This project will produce and disseminate a publicly available dataset of net migration estimates for all US counties
by five-year age group, sex, race, and Hispanic origin for the 2010-2020 decade. In addition, the project will provide
access to these data for a broad community of researchers and practitioners in demography and population health
through an interactive website for on-line mapping, analysis, and data downloads. The 2010-2020 estimates will be
integrated with similar net migration estimates produced each decade since 1950 to generate a longitudinal dataset of
70 years of age-specific net migration for all US counties.
The project will derive estimates using a forward cohort residual method, subtracting a measure of natural increase
from population change over the period to generate net migrants. Estimates will be highly accurate and reliable. We will
produce them by using high quality data that avoid sampling error, including enumerations from Census 2010 and 2020
and administrative records of all US births and deaths from the National Center for Health Statistics. These estimates will
be critically important for research on a variety of population and population health policy-relevant topics at the crux of
which is migration patterns and trends: migration of the baby boom cohort and its impact on health care demand at
destination; race-specific migration patterns and subsequent health disparities for populations of color; the persistence
of high out-migration regions and its contribution to shrinking economies; and young adult out-migration and its impact
on the health of the population that remain (i.e., mental health, health behaviors, life expectancy).
Age-specific migration’s spatial distribution influences the age structure of communities, with significant
implications for population aging, child health, education, and economic well-being. Selective migration by age, sex, and
race/ethnicity alters counties’ population composition, having significant implications for health service provisioning and
staffing, service infrastructure development, economic and labor market conditions, fertility, and mortality. Accurate net
migration estimates by detailed demographic characteristics are essential for research analyzing place-based age-
specific migration patterns and their relationship with health factors and outcomes, and for practitioners planning for
public health services, civic infrastructure, and community and economic development. The proposed set of county-level
net migration estimates are vital to applied demographers making small area population estimates and projections,
which are the basis of health service planning efforts.

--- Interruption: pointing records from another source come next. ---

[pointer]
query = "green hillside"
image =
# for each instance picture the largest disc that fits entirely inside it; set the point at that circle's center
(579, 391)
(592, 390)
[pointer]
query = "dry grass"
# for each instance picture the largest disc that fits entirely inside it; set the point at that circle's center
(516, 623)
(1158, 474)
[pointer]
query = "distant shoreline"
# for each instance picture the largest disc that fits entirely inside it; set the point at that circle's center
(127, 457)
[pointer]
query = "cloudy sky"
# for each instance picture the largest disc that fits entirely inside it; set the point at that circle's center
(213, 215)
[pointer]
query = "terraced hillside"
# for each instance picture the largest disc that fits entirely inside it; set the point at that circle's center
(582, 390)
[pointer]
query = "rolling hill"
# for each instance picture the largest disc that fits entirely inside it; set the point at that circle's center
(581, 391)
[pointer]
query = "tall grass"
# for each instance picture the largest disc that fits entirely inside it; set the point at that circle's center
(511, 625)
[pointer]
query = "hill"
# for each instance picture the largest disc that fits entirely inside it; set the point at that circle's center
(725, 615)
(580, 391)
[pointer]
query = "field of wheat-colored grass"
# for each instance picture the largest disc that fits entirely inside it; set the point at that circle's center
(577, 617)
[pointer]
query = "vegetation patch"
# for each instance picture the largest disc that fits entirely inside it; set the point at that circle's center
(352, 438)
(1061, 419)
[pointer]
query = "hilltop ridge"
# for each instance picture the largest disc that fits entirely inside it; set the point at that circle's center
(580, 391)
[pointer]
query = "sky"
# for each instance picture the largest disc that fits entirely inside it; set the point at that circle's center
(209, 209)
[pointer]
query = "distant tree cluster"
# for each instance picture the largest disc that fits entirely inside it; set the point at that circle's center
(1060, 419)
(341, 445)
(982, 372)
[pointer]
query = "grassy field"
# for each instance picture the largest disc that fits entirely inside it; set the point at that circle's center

Without the proposed data, there will be no age- or race/ethnic-specific county-level migration estimates for the
post 2010 period for all US counties. The team will make the data available and accessible to planners, healthcare
administrators, health policy-makers, and other decision-makers and publics. The data will be archived with the Inter-
University Consortium for Political and Social Research, and accessible to all via a free website hosted by the University
of Wisconsin-Madison’s Applied Population Laboratory. The team will offer data workshops and work with the press to
ensure the data are accessible and translatable.